I was playing with a BJT based circuit and I learned about the breakdown voltage of BE junction.
I came out with a solution of connecting a diode in series, with higher breakdown voltage. But I am not sure if connecting in the bottom and top are both same
where the zener BE is the model of the base-emitter junction. If I connect the protection diode in the emitter (D2) I will certainly avoid the stress in BE junction. Does it act in same way if I connect the dioe to the base? (D3)?
The bjt has a breakdown of 6V. so if I apply like 12V (limited with a high resistor) I see a voltage of around 7V, which makes sense since 6V is just the minimum specified. The current through the gate is very low, since I work with 12V and limiting resistors of 270k. when I breakdown the junction and 47k as pullup. The BJT in the bench is a BC846ALT1G.

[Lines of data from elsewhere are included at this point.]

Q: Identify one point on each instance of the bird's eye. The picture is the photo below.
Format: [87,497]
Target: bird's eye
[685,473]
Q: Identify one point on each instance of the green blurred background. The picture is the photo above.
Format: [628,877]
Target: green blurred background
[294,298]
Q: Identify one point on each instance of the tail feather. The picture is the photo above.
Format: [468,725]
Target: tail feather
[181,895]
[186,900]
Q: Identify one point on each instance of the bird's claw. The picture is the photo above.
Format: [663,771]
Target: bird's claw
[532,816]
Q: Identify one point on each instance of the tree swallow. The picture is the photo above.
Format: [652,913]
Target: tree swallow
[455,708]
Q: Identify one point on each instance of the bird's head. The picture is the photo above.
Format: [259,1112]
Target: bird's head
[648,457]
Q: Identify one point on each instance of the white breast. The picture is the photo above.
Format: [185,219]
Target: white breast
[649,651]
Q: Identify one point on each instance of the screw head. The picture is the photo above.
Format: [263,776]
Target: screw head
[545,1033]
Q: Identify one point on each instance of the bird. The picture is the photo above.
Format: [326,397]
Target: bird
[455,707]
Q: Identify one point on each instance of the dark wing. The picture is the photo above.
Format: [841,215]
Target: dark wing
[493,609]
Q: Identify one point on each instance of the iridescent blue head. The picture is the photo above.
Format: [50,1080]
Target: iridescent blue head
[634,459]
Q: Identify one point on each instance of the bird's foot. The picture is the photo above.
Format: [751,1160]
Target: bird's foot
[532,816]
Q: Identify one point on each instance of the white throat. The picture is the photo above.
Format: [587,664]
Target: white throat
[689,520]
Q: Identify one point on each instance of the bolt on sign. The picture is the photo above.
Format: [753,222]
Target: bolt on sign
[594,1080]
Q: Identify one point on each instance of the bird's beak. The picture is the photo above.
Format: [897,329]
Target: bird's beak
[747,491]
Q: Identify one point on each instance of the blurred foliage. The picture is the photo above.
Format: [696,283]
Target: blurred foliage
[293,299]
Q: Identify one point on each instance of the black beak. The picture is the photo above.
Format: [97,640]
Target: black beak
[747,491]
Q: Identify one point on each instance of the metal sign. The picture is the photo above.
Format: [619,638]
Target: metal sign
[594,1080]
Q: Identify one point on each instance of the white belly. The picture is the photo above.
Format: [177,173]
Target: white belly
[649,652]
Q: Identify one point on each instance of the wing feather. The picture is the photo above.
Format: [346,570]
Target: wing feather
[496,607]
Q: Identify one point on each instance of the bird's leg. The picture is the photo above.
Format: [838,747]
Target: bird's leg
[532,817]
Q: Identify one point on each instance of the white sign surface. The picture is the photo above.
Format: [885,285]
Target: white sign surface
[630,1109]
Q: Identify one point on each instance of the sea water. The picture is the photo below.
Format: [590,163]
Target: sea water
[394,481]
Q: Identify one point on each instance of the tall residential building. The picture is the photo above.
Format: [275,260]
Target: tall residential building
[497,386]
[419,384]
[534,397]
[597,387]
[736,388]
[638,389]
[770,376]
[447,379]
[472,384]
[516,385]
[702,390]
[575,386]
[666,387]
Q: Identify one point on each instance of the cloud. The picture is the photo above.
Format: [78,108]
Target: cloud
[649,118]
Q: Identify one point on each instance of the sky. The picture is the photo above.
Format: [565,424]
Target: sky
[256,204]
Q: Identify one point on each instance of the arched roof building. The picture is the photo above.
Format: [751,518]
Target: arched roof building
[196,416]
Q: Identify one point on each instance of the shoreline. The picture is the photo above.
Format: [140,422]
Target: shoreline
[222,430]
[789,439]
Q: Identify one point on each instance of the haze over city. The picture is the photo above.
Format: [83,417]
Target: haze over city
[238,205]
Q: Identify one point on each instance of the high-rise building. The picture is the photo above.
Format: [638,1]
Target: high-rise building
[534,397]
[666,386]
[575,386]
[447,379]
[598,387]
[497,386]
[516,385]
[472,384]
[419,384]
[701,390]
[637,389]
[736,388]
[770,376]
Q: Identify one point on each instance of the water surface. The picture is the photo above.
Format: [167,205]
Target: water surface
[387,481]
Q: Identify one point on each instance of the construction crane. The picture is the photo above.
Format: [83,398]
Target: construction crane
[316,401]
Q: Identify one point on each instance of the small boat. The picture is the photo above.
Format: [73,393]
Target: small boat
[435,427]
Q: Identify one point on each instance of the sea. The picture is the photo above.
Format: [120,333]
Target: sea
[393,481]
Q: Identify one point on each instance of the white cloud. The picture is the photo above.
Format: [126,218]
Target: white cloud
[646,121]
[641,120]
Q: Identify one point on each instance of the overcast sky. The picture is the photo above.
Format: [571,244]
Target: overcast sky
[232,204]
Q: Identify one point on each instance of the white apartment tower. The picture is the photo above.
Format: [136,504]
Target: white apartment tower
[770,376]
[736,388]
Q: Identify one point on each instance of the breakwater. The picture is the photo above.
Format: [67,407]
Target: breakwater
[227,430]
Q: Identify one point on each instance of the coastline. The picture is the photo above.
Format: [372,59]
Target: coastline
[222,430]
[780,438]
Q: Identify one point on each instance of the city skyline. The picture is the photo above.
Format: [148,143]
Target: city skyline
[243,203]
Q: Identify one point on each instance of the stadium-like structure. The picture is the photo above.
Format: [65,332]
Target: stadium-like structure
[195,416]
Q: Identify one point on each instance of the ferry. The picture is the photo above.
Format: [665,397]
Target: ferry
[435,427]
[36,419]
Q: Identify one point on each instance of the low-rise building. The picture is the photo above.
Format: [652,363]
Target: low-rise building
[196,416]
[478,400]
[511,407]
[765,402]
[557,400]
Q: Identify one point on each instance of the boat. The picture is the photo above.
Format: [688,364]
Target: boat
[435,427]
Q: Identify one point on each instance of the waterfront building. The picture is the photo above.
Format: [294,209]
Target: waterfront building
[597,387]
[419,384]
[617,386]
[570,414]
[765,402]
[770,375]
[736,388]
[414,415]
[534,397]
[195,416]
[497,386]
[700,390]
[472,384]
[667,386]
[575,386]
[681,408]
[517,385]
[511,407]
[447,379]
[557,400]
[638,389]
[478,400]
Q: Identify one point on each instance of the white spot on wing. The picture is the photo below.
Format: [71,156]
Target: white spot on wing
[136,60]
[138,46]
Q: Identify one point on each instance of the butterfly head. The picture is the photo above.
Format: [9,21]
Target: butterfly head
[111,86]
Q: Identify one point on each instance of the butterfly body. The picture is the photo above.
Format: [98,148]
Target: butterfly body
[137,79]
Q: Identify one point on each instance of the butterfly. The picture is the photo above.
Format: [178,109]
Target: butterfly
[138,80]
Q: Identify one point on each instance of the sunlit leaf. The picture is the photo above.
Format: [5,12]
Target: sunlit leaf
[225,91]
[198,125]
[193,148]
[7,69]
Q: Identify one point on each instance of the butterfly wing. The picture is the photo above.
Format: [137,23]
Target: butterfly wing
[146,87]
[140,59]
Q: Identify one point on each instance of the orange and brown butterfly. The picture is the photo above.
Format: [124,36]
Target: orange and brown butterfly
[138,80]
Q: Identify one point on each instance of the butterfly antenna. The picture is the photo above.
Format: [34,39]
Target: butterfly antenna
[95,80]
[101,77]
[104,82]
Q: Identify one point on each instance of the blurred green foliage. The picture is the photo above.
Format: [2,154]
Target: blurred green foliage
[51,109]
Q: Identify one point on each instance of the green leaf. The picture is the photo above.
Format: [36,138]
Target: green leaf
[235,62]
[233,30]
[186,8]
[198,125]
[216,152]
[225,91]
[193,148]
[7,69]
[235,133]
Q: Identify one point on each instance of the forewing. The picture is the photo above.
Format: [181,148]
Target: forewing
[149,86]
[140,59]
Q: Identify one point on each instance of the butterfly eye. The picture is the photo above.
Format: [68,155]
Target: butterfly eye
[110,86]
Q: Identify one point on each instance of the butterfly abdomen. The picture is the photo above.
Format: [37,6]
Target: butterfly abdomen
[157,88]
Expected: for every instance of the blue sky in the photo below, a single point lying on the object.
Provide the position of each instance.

EDIT: since the complete circuit could depends on the collector state, here is a sketch of the circuit:
The emitter of Q2 is the one which I try to connect to 12V (VCC) with 270k, while the collector of Q2 is always connected to 12V. Basically I want to bypass a resistor with a BJT where the OUTPUT goes to another circuitry which uses a pull down of the same size. The load driven by the Q2 emitter is 270k/2 Ohm, since the other pulldown is 270k as well, there is nothing else.
I was trying to understand the situation more deeply in order to apply less changes as possible.
Q1 is kept conducting or open (applying a current limited voltage on base, like 5V or 0V) and works as it is supposed to work.
The reverse junction which I am referring to is on the Q2 BE junction.